It was summertime in New Orleans, and the night was opaque with a steamy-stench that lingered in the nostrils. They were two strangers waiting for the Carrollton Avenue bus, gray beads of sweat crawling like ants over their scalps, trickling down their backs. The woman put a Tareyton between her lips and fished in her hobo-bag for a book of matches.
When the man unexpectedly half-lunged to light her cigarette, the flame singed the tips of her tarantula-eyelashes. “What the …!” She jerked back, scared, but mostly pissed off. Now, what kind of lunatic pokes fire at a strange woman’s face?

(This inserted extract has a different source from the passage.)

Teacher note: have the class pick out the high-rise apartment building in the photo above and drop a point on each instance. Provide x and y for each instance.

A lunatic with three eyes, that’s what kind.
There was blue on the left, brown on the right, and then the erroneous white one―minus its iris and pupil― had haphazardly developed right smack between his manicured eyebrows. The eye resembled a goopy poached egg white.
“Ooops!” He blushed. “Clumsy of me…” He shoved the lighter in his jeans pocket and offered his hand. “Name’s Ignatius. And you are?”
She tried not to stare but how could she not? Even for New Orleans, a triple-eyed guy was bizarre, indeed. He wouldn’t be bad-looking if not for that extra wad of goo, though.
“Uh, Twyla.” She touched her fingertips to his. They felt like brown maple leaves on the verge of crumbling.
“Lovely name, Twyla.” His smile revealed a mouthful of toothpaste-commercial white teeth. “It reminds me of the twilight…”
“No shit? That’s a new one.” She flipped her too-long-for-her-age blonde hair over her shoulder, Cher Bono style. “You, umm, have three eyes…” Twyla took a long drag from her cigarette, leaned her head back and blew a perfect smoke ring. It hovered in the thick soggy air like a lost angel’s halo.
“So I’m told.” Ignatius grinned, winking his middle eye. “So I’m told.”
Their bus rumbled up and screeched to an eventual stop. He’d better get those brakes checked.
Neither Ignatius nor Twyla made a move toward the bus, their five eyes glaring at the interruption as if it were a telemarketer on wheels. After several seconds, the driver shrugged and closed the doors.
The bus continued its smoky rumble down the street in search of real passengers.
Flies and gnats orbited in the wrinkled glow of the cracked street light. Twyla slowly reached up and peeled Ignatius’ middle eye off of his face like a wet Band-Aid. His errant eyeball felt like phlegm between her fingers. She flicked it in the gutter, and it lay there among the New Orleans filth; easily mistaken for a wet cotton ball.
Twyla crossed the street and rounded the corner without a backward glance, while Ignatius stood blind and alone.